London - Oil prices were mixed Tuesday on the eve of an Opec output meeting which may decide to increase the cartel's crude output despite faltering energy demand, analysts said.
Brent North Sea crude for delivery in July rose 99 cents to $115.47 a barrel in late London trade.
New York's main contract, light sweet crude for July, fell 91 cents to $98.10.
The Organization of the Petroleum Exporting Countries (Opec), whose dozen member countries together pump 40 percent of the world's oil, meets on Wednesday in Vienna.
Delegations arrived in the Austrian capital on Tuesday amid growing fears that high crude prices could further dent world economic growth and energy demand.
Opec "countries including Saudi Arabia want to hike production and keep prices lower," said Ker Chung Yang, a commodities analyst at Phillip Futures in Singapore.
"Only Iran and Venezuela may not want to hike production and want to keep prices higher," he added.
Most analysts expect the cartel to leave production quotas unchanged despite a recent jump in crude oil prices spurred by unrest in the Arab world, particularly in Libya.
"The market is still in a limbo with fears of demand destruction fuelled by persistently bearish macro numbers, not least by much lower than expected US May non-farm payrolls," said Andrey Kryuchenkov, an analyst at VTB Capital financial group.
"On the supply side, we are still uncertain over the output shortfall from Libya, where supplies are unlikely to come back on stream in the near future. "However, global inventories are still gradually tightening and the market remains prone to a price spike amid any potential disruptions or fresh geopolitical unrest" in the Middle East and North Africa region, he added.

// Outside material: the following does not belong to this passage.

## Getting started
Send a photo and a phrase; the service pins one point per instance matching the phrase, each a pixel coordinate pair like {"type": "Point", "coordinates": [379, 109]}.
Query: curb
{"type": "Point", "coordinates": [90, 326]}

Against such a backdrop, Iran's Opec representative said on Monday that the Islamic republic was against any increase in Opec output.
"There is no need to increase production of Opec countries," Mohammad Ali Khatibi was quoted as saying on the state television website.
"The market is balanced ... the downward trend in oil prices means that producers must be very cautious before any increase in output," he said.
Teheran holds the rotating Opec presidency for the first time since the 1979 Islamic revolution.